So much talent, so little consistency in Durham
Posted September 21, 2013
Durham, N.C. — Duke head coach David Cutcliffe insists that he likes this year’s team - a lot. Each and every week he says there are guys that can make big plays. And he’s right.
Duke has five touchdowns on the year of 35 yards or more and is averaging better than 35 points per game. Jamison Crowder alone has two punt returns for touchdown, and on Saturday, became the first Duke player since 1999 (Scottie Montgomery) to rush for, catch and return a score in the same game. The superlatives can go on and on. Unfortunately, so too can the negatives.
“Where we struggle is with consistency,” Cutcliffe said. Slideshow: Duke comes up short to Pitt, 58-55
Through three games, Duke took care of business against a lesser North Carolina Central team, earned a road win at Memphis and was dominated by Georgia Tech. There were good and bad things in each game, but the results were about what the prognosticators rendered.
Then came Saturday, and that consistency thing became a real issue.
The Blue Devils defense gave up 610 yards through three quarters, but buckled down in the fourth to move the Panthers back 12 yards as they finished the game with 598. Brandon Connette started the game 0-for-3 with two interceptions, then led the team on five scoring drives, then threw two more interceptions, then led two more scoring drives. The team did not commit a penalty in the first half, then had three in the second half.
“We got too many things to build on and, unfortunately, too many to correct,” Cutcliffe said. “This is a game we need to remember. Not only as a team, but as a program, because we are better than what we played.”
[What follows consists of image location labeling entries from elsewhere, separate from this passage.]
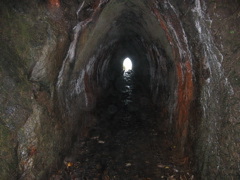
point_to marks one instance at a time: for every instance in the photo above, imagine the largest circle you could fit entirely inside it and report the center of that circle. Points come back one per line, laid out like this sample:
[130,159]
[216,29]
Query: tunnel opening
[127,64]
[89,116]
[130,121]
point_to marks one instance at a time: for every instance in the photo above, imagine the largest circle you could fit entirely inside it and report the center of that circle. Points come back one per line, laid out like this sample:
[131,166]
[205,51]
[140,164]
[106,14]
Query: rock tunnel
[71,110]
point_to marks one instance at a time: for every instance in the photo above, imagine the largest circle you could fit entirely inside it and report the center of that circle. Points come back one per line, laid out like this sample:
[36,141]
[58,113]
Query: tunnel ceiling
[151,33]
[59,58]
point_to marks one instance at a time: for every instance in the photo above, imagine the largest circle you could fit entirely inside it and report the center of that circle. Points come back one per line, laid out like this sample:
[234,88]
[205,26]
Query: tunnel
[119,89]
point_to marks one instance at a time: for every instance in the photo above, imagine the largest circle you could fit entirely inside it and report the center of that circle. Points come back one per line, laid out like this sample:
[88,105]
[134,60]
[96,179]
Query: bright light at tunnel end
[127,64]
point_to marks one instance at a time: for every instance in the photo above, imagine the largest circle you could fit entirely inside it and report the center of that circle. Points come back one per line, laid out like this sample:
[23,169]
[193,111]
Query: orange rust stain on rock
[185,96]
[54,3]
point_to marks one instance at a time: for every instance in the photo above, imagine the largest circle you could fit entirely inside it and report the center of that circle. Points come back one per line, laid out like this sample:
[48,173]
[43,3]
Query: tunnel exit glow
[127,64]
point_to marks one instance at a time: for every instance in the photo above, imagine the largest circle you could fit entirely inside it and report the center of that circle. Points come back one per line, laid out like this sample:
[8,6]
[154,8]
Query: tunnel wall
[48,89]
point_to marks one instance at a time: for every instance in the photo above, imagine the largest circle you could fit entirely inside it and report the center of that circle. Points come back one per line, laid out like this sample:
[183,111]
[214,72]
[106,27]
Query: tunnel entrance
[127,64]
[122,96]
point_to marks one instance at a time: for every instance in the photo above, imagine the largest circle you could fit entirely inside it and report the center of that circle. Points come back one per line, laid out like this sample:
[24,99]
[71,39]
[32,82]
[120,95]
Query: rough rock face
[57,58]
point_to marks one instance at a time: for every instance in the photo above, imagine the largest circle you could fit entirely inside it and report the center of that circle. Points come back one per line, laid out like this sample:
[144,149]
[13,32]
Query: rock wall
[56,57]
[34,38]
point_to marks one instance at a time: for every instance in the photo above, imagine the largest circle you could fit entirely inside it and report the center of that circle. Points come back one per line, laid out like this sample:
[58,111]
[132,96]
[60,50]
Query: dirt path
[125,144]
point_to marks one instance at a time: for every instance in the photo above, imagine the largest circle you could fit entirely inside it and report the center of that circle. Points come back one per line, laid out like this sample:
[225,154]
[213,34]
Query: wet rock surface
[126,142]
[63,93]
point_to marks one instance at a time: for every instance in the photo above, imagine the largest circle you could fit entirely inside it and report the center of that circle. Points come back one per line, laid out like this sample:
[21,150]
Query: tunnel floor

Pittsburgh, a new member to the ACC this year, is no slouch, but the Orange Bowl Committee members in the press box Saturday doubtfully took extensive notes on the Panthers. Cutcliffe said that his team matched up well against Pittsburgh, they only areas of the game that surprised him were how well they ran and how well they blocked.
“They were who I thought they were,” Cutcliffe said, channeling his inner Dennis Green.
Simple fact, however, Duke is currently a .500 team and is 0-2 in ACC play. They face four more ACC road contests and their remaining home conference games are against ranked Miami and in-state foe NC State.
Consistency leads to wins in the eyes of Cutcliffe. How he achieves that is the hard part.
Saturday, he let youth serve as sophomore Jela Duncan got the start at running back over junior Josh Snead and senior Juwan Thompson. Also, sophomore Max McCaffrey got the nod at wide receiver and rewarded the Blue Devils with his first career touchdown reception.
“They have earned playing time, they are practicing that well,” Cutcliffe said. “I want more and more Duke football players to earn playing time. That’s the message we are sending. We have more good football players than we have had in the Duke football program.”
And so the larger issue comes full circle. If the talent is there, why is not the result? Perhaps Cutcliffe would like to turn to the kitchen for answers.
“You just have to stir it up until you get the right mix,” he said.
When Duke does get the right mix, no doubt the fans in Durham will like the taste. The clock on this season is ticking though.